Stress-Management

Stress  macht auf Dauer krank

Zunehmender Stress… Jeder kennt es. Von der Hausfrau über den Arbeitnehmer bis hin zum Schüler. Ob beruflicher Leistungsdruck, Beziehungskrise oder Existenzprobleme äußern sich anfangs in körperlicher und mentaler Erschöpfung. Dies nehmen wir anfangs als logische Konsequenz hin, bis sich Angstzustände, Schlafstörungen und weitere körperliche Symptome einstellen.

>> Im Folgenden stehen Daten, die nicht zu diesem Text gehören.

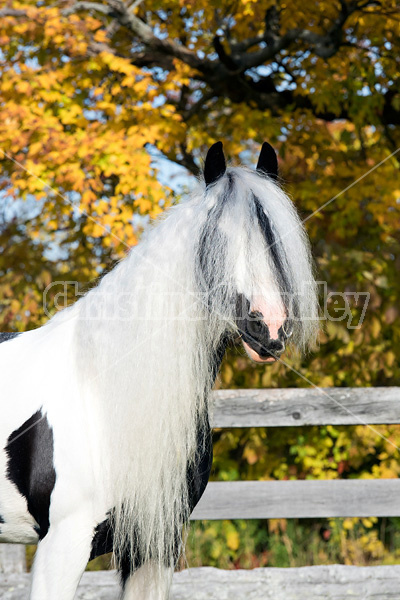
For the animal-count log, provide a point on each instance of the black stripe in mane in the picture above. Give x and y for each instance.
(275, 247)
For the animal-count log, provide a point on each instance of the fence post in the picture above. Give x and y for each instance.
(12, 558)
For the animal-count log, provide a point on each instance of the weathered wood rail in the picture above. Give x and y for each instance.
(273, 499)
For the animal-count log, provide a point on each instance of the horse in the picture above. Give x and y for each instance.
(105, 432)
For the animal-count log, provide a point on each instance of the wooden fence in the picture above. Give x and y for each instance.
(275, 499)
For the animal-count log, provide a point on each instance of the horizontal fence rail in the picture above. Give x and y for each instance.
(300, 499)
(304, 406)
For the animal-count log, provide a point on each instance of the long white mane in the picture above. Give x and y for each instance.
(146, 337)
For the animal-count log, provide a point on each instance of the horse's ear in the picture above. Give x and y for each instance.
(215, 165)
(268, 161)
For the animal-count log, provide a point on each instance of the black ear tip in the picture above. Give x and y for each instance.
(214, 166)
(268, 161)
(215, 150)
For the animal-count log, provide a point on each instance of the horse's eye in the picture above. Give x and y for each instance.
(255, 323)
(287, 328)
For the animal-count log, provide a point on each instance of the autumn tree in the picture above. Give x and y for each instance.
(92, 92)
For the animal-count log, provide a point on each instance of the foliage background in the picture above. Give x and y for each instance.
(94, 94)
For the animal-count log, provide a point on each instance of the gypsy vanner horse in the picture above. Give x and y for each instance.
(104, 432)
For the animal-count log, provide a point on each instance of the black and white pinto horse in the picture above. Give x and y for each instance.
(105, 441)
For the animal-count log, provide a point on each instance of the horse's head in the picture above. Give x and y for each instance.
(254, 257)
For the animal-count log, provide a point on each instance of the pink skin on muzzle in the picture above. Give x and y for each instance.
(274, 318)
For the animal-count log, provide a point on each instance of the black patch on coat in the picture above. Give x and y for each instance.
(8, 335)
(30, 466)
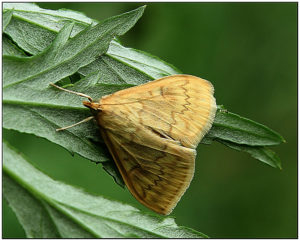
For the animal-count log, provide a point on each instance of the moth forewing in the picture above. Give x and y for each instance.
(152, 131)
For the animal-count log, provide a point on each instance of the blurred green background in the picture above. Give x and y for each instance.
(249, 52)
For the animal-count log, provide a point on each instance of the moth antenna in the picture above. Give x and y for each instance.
(78, 123)
(73, 92)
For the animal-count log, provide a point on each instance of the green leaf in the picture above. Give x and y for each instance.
(6, 18)
(47, 208)
(30, 106)
(9, 48)
(37, 109)
(234, 128)
(65, 56)
(34, 28)
(260, 153)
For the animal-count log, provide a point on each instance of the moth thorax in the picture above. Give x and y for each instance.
(92, 105)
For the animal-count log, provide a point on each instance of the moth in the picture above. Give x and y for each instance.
(152, 131)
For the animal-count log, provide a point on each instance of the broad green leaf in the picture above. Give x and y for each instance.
(49, 208)
(45, 108)
(260, 153)
(34, 28)
(28, 96)
(65, 55)
(6, 19)
(234, 128)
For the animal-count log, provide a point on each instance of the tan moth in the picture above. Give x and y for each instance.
(152, 131)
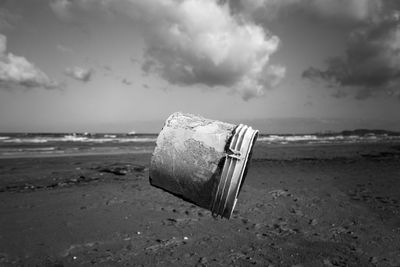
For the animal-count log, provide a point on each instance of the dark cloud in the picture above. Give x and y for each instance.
(339, 94)
(372, 60)
(79, 73)
(194, 42)
(18, 71)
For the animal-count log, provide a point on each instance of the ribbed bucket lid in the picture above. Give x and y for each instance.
(233, 170)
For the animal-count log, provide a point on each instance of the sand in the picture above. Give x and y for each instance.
(305, 205)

Betroffene suchen Hilfe oft erst viel zu spät, nämlich wenn oft irreversible Schäden eingetreten sind.
Hier möchten wir Mut geben, es nicht als Schwäche zu sehen, wenn man in unserer Leistungsgesellschaft nicht immer perfekt funktioniert.

Chronische Überforderung kann zu Erkrankungen der Mitochondrien führen, die als sogenannte Zellkraftwerke für die Energiebereitstellung unserer Zellen sorgen.

Aus dieser mangelnden Energiebereitstellung resultieren nicht nur Erschöpfung sondern auch viele körperliche Erkrankungen, sind auf Schädigungen unserer Mitochondrien zurückzuführen.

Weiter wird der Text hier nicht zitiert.